|Nat King Cole biography|
Nat King Cole Biography
Childhood and Chicago
Cole was born Nathaniel Adams Coles in Montgomery, Alabama. The year of his birth has been reported as 1917 and 1915, but according to Daniel Mark Epstein's biography, the 1920 Census reported Nat as an infant.
Nat's father was a butcher in Montgomery and a deacon in the Baptist church. His family moved to Chicago, Illinois while he was still a child. There, his father became a minister; Nat's mother Perlina was the church organist, and it was she who taught him how to play piano. His first performance, at age 4, was of 'Yes, We have no bananas'. He learned not only jazz and gospel music, but classical as well, performing, as he said, 'from Bach to Rachmaninoff'.
The family lived in the Bronzeville neighborhood of Chicago, which was famous in the late-20s for its nightlife and jazz clubs. Nat would sneak out of the house and hang outside the clubs, listening to artists like Louis Armstrong, Earl Hines, and Jimmie Noone. He participated in Walter Dyett's renowned music program at DuSable High School.
Inspired by the playing of Earl 'Fatha' Hines, he began his performing career in the mid-1930s while he was still a teenager, and adopted the name Nat Cole. His older brother, Eddie Coles, a bassist, soon joined Nat's band and they first recorded in 1936. They had some success as a local band in and around Chicago and recorded for race music labels. Cole also was pianist in a national touring revival of ragtime and Broadway legend Eubie Blaker's review, Shuffle Along. When it suddenly failed in California, Cole decided to remain there.
Los Angeles and the King Cole Trio
Nat married Nadine Robinson and moved to Los Angeles where he formed the Nat King Cole Trio. The trio consisted of Nat on piano, Oscar Moore on guitar, and Wesley Prince on bass. The trio played in Los Angeles throughout the late 1930s and recorded many radio transcriptions.

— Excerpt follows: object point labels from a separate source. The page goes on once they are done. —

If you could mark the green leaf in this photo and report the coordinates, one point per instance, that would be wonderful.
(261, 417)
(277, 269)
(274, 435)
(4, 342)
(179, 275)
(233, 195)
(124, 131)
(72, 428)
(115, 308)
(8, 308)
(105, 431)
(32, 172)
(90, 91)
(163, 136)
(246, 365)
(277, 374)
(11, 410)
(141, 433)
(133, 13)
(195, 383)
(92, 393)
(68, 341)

Cole was considered a leading jazz pianist, appearing, for example, in the first Jazz at the Philharmonic concerts. His revolutionary lineup of piano, bass, and guitar in the time of the big bands became a popular configuration for a jazz trio. It was emulated by many musicians, among them Art Tatum, Ahmad Jamal, Oscar Peterson, Tommy Flanagan, and blues pianists Charles Brown and Ray Charles. He also performed as a pianist on sessions with Lester Young, Red Garland, and Lionel Hampton.
Cole did not achieve widespread popularity until 'Sweet Lorraine' in 1940. Although he sang ballads with the trio, he was shy about his voice. Although he prided himself on his diction, he never considered himself a strong singer. His subdued style, however, contrasted well with the belting approach of most jazz singers.
During World War II, Wesley Prince was drafted and Cole replaced him with Johnny Miller. The King Cole Trio signed with the fledgling Capitol Records in the early 1940s and stayed with the recording company for the rest of his career. By the 1950s, Cole's popularity was so great that the Capitol Records building, on Hollywood and Vine, was sometimes referred to 'The House that Nat Built'.
His first vocal hit was with 'Straighten Up and Fly Right', based on a black folk tale that his father had used as a theme for a sermon. Although hardly a rocker, the song's success proved that an audience for folk-based material existed. It is considered a predecessor to the first rock and roll records. Indeed, Bo Diddley, who performed similar transformations of folk material, counted Cole as an influence.
In a move that was virtually unique at the time, Cole reached out to mainstream audiences with the number one hit 'Mona Lisa' in 1950. This began a new phase in his career, which had been primarily as a pop balladeer, though he never totally ignored his roots in jazz. As late as 1956, he recorded an all-jazz album, After Midnight. In 1991, Capitol Records opened eyes with their boxed set of Cole's trio recordings.
Cole was the first African American to have his own radio program. He repeated that success in the late-1950s with the first truly national television show starring an African-American. In both cases, the programs were ultimately cancelled because sponsors shied away from a black artist. Cole fought racism all his life, refusing to perform in segregated venues. In 1956, he was attacked on stage in Birmingham, Alabama by members of the White Citizens' Council who apparently were attempting to kidnap him. Despite injuries, Cole completed the show, then vowed never to perform in the South again, which he did not.
In 1948, Cole purchased a house in the all-white Hancock Park neighborhood in Los Angeles, California. The property owners association told Cole they didn't want any undesirables moving in. Cole retorted 'Neither do I. And if I see anybody undesirable coming in here, I'll be the first to complain.'
He and his second wife, Maria Ellington, were married in Harlem's Abyssinian Baptist Church by Adam Clayton Powell, Jr. They had five children, two adopted. His daughter, Natalie Cole, and his younger brothers, Freddie Cole and Ike Cole, are also singers.